Memur-Sen İl Şanlıurfa Temsilcisi ve Eğitim Bir Sen Şube Başkanı İbrahim Coşkun, yaptığı azılı açıklamada İslam dünyasının birlikteliğini savunan ve bu çerçevede yürüttüğü çalışmalar nedeniyle sürekli hedef alınan Cemaat-i İslami Partisi'ne yönelik devlet terörünü, adalet cinnetini ve bu yolla hem İslam'ı hem de Müslümanları hedef alan Bangladeş yönetimini kınadıklarını açıkladı.
Bangladeş'te yaşanan vahşetin suç ortağı olarak ülke yönetimini gördüklerini de sözlerine ekleyen Coşkun, "Bangladeş yönetimini bu tavırlarından vazgeçmeye davet ediyoruz" dedi.

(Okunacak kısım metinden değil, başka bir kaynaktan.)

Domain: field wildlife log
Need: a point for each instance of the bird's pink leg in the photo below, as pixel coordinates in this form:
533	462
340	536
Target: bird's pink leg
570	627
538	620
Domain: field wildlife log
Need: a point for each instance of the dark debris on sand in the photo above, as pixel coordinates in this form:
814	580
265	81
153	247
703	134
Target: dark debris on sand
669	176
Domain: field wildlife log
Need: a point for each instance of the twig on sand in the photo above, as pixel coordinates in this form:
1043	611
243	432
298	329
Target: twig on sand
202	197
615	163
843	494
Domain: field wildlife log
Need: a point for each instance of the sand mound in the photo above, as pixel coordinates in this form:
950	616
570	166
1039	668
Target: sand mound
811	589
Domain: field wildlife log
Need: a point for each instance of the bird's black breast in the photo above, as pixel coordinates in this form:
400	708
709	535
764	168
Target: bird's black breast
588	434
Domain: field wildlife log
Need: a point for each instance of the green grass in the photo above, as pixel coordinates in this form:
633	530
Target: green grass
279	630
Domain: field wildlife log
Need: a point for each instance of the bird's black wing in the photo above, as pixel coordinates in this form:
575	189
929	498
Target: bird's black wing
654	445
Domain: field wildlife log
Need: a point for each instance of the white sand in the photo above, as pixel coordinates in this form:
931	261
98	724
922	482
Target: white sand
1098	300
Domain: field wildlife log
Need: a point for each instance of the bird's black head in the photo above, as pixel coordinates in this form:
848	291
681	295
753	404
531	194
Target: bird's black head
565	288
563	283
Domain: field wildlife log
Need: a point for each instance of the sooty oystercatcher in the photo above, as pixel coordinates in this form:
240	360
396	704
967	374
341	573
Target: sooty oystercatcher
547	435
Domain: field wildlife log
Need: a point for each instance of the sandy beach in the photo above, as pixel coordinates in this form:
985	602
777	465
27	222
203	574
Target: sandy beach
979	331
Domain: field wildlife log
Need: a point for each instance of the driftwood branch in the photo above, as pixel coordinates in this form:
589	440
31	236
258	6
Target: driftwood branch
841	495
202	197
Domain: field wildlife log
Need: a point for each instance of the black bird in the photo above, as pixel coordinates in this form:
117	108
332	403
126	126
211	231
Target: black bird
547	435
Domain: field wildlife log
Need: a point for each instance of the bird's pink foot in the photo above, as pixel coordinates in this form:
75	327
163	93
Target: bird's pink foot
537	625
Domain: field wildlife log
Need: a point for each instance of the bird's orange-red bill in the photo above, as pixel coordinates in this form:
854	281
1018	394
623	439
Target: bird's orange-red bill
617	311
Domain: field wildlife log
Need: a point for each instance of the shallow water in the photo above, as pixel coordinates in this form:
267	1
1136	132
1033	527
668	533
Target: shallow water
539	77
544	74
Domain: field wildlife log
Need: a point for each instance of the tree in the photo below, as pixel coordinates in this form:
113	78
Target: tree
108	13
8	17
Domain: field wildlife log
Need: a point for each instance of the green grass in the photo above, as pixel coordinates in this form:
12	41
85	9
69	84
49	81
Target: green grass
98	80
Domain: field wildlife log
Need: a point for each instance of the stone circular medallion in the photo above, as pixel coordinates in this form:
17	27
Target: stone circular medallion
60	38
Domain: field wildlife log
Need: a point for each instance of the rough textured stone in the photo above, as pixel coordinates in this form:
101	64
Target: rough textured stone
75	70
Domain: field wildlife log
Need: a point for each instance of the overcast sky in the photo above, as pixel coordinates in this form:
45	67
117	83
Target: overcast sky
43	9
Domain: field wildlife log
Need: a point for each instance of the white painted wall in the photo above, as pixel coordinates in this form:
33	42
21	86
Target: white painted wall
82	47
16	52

1971 yılında gerçekleşen ve bölünmeyle sonuçlanan savaş sırasında benimsediği birlik politikasıyla bölünmeye karşı çıkan Cemaat-i İslami Partisi liderlerinin Bangladeş yönetimi tarafından intikam hırsıyla ve yok etme hedefiyle idam edildiğini açıklamasında belirten Coşkun, şu sözlerine yer verdi: "Aralık 2013'te Abdülkadir Molla, Nisan 2015'te Muhammed Kamaruzaman daha önce Bangladeş'in dikta rejimi tarafından idam edilmişti. Cemaat-i İslami Partisi Lideri Ghulam Azam ise hukuksuz bir şekilde ömür boyu hapse mahkum edilmesine dayanamayarak 92 yaşında hapishanede Hakk'a yürümüştü. Bangladeş rejimi Cemaat-i İslami'nin geri kalan liderlerini idam sehpasına göndermeye hazırlanıyor.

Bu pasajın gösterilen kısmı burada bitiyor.